Abstract:
Hyperuricemia is a chronic metabolic disease caused by purine metabolism disorder. And several gene loci and transporter proteins that associated with uric acid transport functions have been identified. Retinol Dehydrogenase 12 (RDH12), recognized for its role in safeguarding photoreceptors, and our study investigated the potential impact of Rdh12 mutations on other organs and diseases, particularly hyperuricemia. We assessed Rdh12 mRNA expression levels in various tissues and conducted serum biochemical analyses in Rdh12-/- mice. Compared with the wild type, significant alterations in serum uric acid levels and kidney-related biochemical indicators have been revealed. Then further analysis, including quantitative RT-PCR of gene expression in the liver and kidney, highlighted variations in the expression levels of specific genes linked to hyperuricemia. And renal histology assessment exposed mild pathological lesions in the kidneys of Rdh12-/- mice.
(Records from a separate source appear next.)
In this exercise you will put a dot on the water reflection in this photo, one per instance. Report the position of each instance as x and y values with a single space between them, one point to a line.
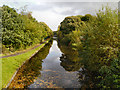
69 59
30 69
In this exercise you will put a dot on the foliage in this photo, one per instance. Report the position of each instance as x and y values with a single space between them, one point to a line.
20 31
98 44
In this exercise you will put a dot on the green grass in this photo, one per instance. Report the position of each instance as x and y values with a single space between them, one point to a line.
11 64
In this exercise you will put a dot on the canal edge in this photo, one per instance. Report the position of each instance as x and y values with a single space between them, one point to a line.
23 64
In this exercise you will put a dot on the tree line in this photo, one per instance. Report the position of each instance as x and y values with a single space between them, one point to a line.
21 30
97 40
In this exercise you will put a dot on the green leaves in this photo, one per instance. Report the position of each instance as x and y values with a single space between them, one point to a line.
20 31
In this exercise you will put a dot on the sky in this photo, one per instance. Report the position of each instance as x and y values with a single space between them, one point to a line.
53 12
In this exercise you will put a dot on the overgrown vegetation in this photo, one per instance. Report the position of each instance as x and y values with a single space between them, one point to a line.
20 31
97 39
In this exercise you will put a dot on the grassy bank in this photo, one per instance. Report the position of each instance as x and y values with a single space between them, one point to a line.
11 64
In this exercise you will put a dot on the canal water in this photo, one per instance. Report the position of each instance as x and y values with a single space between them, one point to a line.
54 66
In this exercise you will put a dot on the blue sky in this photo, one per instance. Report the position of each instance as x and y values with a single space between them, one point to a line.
52 12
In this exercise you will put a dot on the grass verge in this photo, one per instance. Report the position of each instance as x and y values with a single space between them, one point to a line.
11 64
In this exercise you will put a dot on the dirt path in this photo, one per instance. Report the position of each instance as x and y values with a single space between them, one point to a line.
22 51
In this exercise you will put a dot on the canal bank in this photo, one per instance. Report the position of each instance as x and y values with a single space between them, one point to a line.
48 71
11 64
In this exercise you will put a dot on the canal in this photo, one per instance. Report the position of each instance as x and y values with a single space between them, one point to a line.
54 66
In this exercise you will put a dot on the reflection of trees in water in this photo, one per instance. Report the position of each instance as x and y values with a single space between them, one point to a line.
30 69
71 61
69 65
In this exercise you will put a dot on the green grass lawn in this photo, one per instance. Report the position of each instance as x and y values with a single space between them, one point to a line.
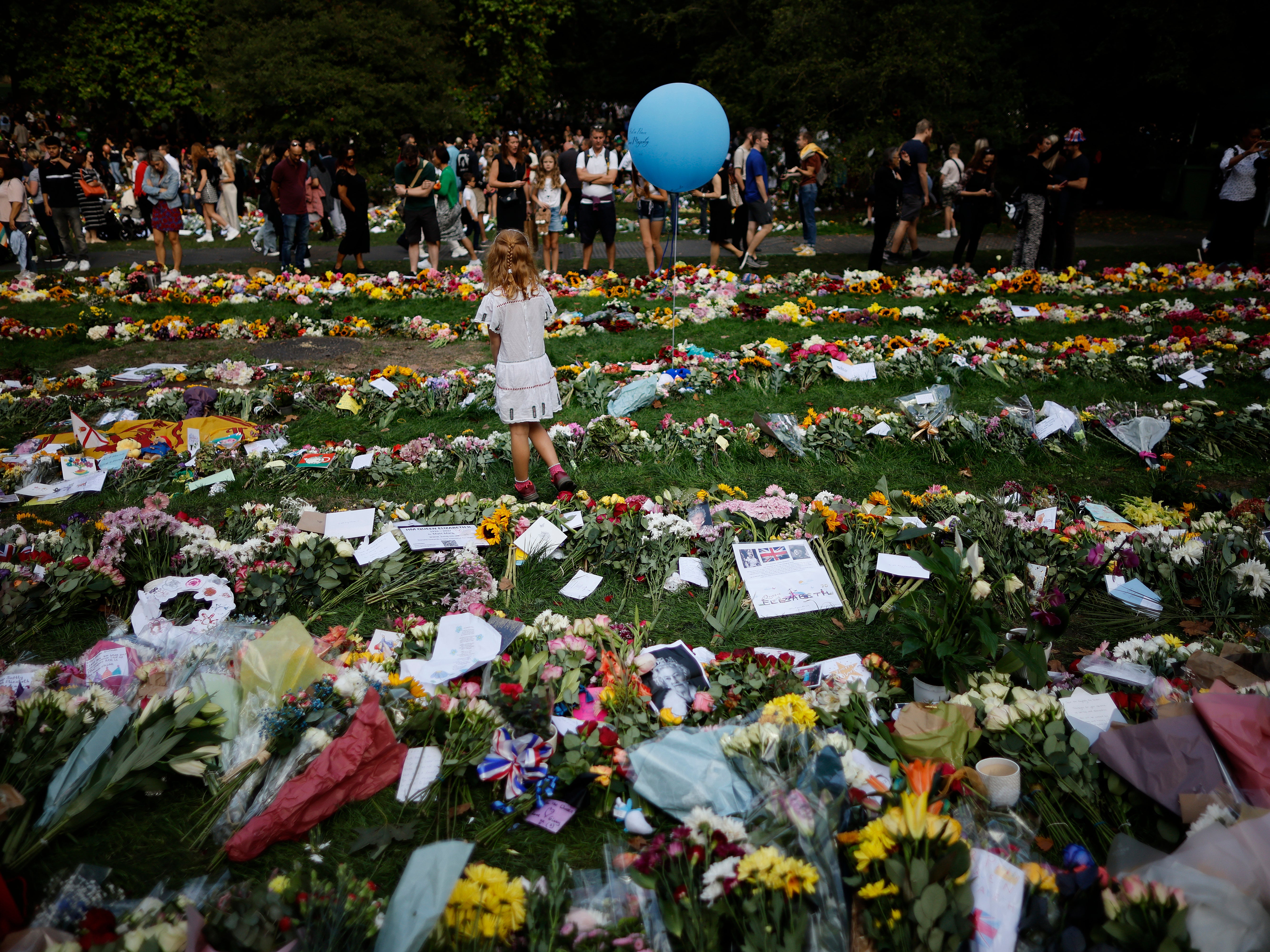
142 839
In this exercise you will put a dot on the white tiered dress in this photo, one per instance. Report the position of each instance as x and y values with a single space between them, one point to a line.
525 388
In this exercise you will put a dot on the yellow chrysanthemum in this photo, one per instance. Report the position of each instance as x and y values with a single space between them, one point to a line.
791 710
881 888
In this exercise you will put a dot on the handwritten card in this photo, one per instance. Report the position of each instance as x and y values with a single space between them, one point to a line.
693 571
854 372
381 548
582 585
553 815
350 526
420 772
901 566
543 538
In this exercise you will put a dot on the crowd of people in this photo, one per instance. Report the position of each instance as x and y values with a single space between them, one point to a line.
456 193
1046 206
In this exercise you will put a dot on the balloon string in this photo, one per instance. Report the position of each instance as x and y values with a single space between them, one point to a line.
675 239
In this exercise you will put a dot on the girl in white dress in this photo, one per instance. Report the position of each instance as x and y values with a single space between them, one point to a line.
517 311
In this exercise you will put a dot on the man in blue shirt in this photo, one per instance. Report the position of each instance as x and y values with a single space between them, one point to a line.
756 200
915 194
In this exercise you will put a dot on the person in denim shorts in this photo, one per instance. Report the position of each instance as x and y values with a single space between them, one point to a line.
552 194
651 210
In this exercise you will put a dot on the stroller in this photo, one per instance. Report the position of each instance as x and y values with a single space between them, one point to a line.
131 224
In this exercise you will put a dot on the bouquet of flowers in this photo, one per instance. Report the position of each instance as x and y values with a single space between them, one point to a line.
912 871
486 911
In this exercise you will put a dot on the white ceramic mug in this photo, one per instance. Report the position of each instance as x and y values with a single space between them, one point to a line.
1003 778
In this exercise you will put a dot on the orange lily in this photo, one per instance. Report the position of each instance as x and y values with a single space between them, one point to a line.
921 775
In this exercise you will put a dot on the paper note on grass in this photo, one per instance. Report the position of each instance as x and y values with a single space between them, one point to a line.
582 585
1090 714
543 538
381 548
463 642
901 566
350 526
693 571
854 372
421 771
225 476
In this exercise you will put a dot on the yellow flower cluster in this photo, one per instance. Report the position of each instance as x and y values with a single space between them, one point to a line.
789 710
881 888
1041 878
493 527
770 869
486 904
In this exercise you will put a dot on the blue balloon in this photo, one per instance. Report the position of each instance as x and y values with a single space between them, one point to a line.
679 137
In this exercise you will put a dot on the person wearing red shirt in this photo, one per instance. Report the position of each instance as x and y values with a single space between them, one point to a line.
290 189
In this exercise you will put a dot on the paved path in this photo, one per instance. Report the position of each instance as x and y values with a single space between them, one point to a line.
384 255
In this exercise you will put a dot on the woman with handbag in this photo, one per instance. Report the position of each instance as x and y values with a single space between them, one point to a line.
208 177
450 214
89 194
228 205
507 177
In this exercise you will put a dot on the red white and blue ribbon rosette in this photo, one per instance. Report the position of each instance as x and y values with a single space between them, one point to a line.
520 761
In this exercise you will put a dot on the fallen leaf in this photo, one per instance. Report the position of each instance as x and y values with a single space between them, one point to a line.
1196 630
381 837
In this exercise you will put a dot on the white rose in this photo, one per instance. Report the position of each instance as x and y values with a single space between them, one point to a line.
995 689
1000 719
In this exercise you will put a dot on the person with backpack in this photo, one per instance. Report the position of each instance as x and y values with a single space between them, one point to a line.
950 187
813 167
1077 172
1033 190
1236 219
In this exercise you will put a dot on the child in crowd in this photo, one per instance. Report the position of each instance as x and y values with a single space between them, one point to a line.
517 311
552 194
472 213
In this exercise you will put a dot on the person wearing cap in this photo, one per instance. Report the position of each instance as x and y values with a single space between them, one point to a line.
1236 219
1072 198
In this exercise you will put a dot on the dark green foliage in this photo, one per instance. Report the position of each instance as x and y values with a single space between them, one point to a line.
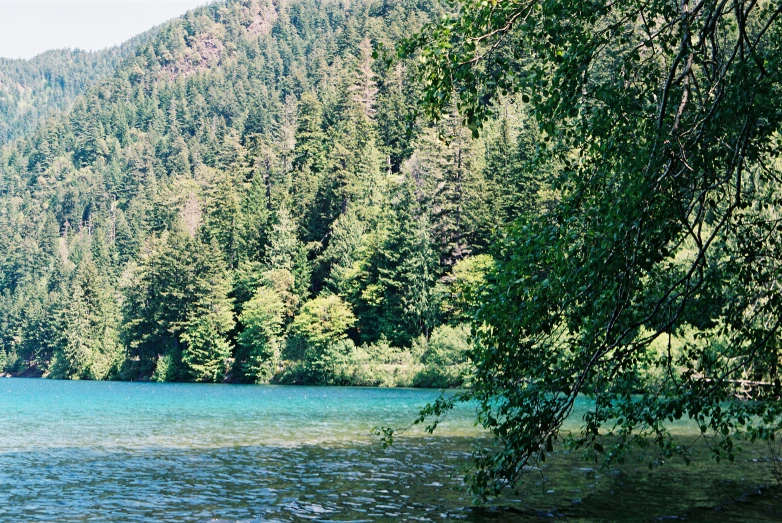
226 186
647 276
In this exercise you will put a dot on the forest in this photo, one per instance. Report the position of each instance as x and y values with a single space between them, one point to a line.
534 202
247 195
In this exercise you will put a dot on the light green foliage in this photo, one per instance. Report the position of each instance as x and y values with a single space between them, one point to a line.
661 122
323 321
463 288
262 318
237 150
206 350
444 356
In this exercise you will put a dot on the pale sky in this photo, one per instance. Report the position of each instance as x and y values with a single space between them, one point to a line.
30 27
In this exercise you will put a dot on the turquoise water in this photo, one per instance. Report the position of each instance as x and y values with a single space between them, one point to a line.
104 451
129 452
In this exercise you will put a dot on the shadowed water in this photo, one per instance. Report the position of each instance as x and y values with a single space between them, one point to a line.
122 452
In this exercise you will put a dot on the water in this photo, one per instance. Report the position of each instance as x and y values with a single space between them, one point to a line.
126 452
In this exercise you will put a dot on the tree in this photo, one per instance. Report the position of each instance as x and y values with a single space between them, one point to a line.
262 318
663 116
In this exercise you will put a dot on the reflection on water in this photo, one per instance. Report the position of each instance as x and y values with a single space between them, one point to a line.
125 452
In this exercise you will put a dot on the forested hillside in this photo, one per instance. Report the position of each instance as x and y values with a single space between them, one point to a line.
247 198
32 90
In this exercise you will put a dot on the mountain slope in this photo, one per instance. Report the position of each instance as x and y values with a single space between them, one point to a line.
245 198
32 90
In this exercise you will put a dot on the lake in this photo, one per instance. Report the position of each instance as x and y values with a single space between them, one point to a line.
126 452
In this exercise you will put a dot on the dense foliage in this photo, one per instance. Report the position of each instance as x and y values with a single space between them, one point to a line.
651 280
247 199
32 90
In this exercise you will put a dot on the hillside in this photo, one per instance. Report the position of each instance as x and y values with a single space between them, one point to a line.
32 90
246 198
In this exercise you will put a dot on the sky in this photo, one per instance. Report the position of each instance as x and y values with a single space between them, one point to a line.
30 27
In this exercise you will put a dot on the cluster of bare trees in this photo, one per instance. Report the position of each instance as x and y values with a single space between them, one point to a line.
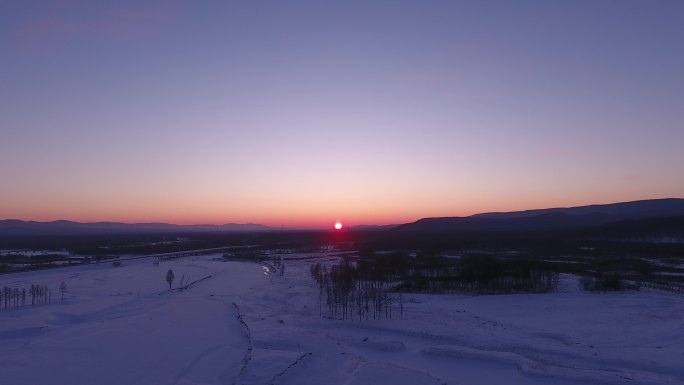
278 265
351 295
12 297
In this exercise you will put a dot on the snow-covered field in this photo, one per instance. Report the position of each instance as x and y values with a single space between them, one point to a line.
244 326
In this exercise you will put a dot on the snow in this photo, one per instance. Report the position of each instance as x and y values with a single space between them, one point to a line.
242 326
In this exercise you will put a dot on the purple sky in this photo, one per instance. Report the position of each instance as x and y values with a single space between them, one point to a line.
303 113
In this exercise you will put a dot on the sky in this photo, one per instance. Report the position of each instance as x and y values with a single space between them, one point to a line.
301 113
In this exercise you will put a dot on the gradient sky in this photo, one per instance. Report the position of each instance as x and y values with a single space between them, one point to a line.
301 113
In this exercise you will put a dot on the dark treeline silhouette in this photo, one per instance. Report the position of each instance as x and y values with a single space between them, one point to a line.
14 296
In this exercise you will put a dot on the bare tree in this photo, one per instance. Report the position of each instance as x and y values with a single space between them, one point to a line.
169 277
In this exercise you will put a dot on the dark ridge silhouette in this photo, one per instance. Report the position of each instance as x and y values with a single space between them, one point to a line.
12 227
553 218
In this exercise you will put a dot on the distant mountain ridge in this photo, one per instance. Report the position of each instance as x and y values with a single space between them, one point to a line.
553 218
62 227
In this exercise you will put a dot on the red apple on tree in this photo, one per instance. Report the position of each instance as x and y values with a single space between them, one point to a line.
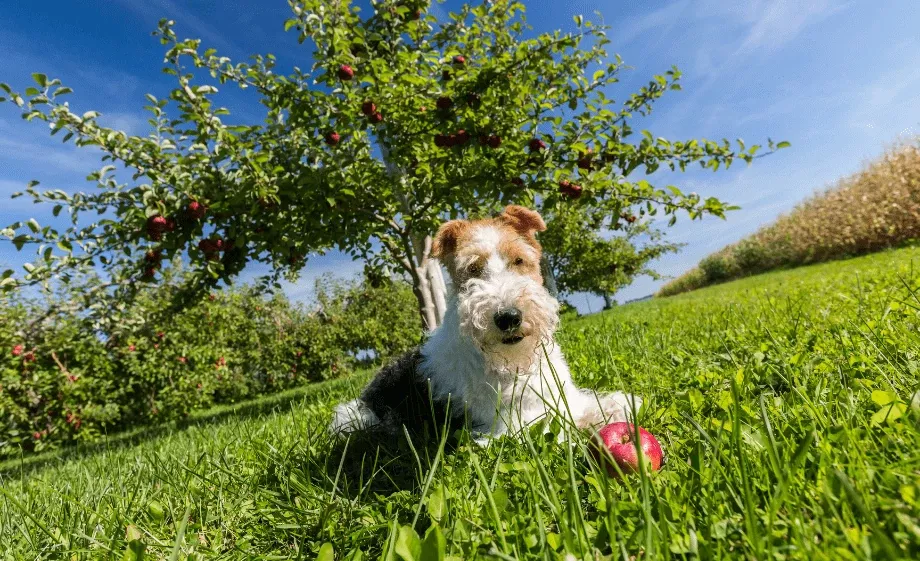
445 102
569 190
616 442
196 210
346 72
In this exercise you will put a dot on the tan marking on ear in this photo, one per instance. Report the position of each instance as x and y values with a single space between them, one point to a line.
445 241
514 246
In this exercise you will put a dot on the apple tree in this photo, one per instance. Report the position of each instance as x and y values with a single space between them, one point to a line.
590 249
400 122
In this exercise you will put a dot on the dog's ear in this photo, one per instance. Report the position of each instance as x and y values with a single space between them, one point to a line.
523 219
445 241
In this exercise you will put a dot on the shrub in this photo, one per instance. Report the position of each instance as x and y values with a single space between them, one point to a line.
875 209
65 379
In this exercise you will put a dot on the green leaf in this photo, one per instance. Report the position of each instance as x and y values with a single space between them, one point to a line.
135 549
408 546
889 413
436 503
434 546
880 397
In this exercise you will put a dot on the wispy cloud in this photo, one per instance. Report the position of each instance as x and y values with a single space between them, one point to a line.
154 10
45 156
774 23
661 20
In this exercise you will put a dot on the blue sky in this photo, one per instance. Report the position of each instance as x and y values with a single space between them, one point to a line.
839 80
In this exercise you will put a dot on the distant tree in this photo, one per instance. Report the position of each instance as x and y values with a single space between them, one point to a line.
583 259
401 122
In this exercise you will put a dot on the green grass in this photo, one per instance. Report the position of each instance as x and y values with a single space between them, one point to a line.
784 403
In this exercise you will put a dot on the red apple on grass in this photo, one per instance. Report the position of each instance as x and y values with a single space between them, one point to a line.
616 441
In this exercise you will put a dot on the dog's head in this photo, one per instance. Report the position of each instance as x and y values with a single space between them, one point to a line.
495 268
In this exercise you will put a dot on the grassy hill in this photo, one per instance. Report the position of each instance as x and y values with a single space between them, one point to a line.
786 404
874 209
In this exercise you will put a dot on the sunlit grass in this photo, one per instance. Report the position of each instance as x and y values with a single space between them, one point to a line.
784 403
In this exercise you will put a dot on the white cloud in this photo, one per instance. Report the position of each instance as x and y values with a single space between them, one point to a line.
775 23
634 28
In summary, our study suggests that Rdh12 mutations impact not only retinal function but also contribute to hyperuricemia and renal disease phenotypes in mice. Our finding implies that individuals with Rdh12 mutations may be prone to hyperuricemia and gout, emphasizing the significance of preventive measures and regular examinations in daily life.
摘要:
高尿酸血症是由嘌呤代谢紊乱引起的慢性代谢性疾病。并且已经鉴定了与尿酸转运功能相关的几个基因位点和转运蛋白。视黄醇脱氢酶12(RDH12),因其在保护光感受器方面的作用而得到认可,我们的研究调查了Rdh12突变对其他器官和疾病的潜在影响,特别是高尿酸血症。我们评估了Rdh12mRNA在各种组织中的表达水平,并在Rdh12-/-小鼠中进行了血清生化分析。与野生型相比,已发现血清尿酸水平和肾脏相关生化指标的显着变化。然后进一步分析,包括肝脏和肾脏基因表达的定量RT-PCR,强调了与高尿酸血症相关的特定基因表达水平的变化。肾组织学评估暴露了Rdh12-/-小鼠肾脏中的轻度病理损伤。总之,我们的研究表明,Rdh12突变不仅影响小鼠的视网膜功能,而且导致高尿酸血症和肾脏疾病表型.我们的发现暗示Rdh12突变的个体可能容易患高尿酸血症和痛风。强调日常生活中预防措施和定期检查的重要性。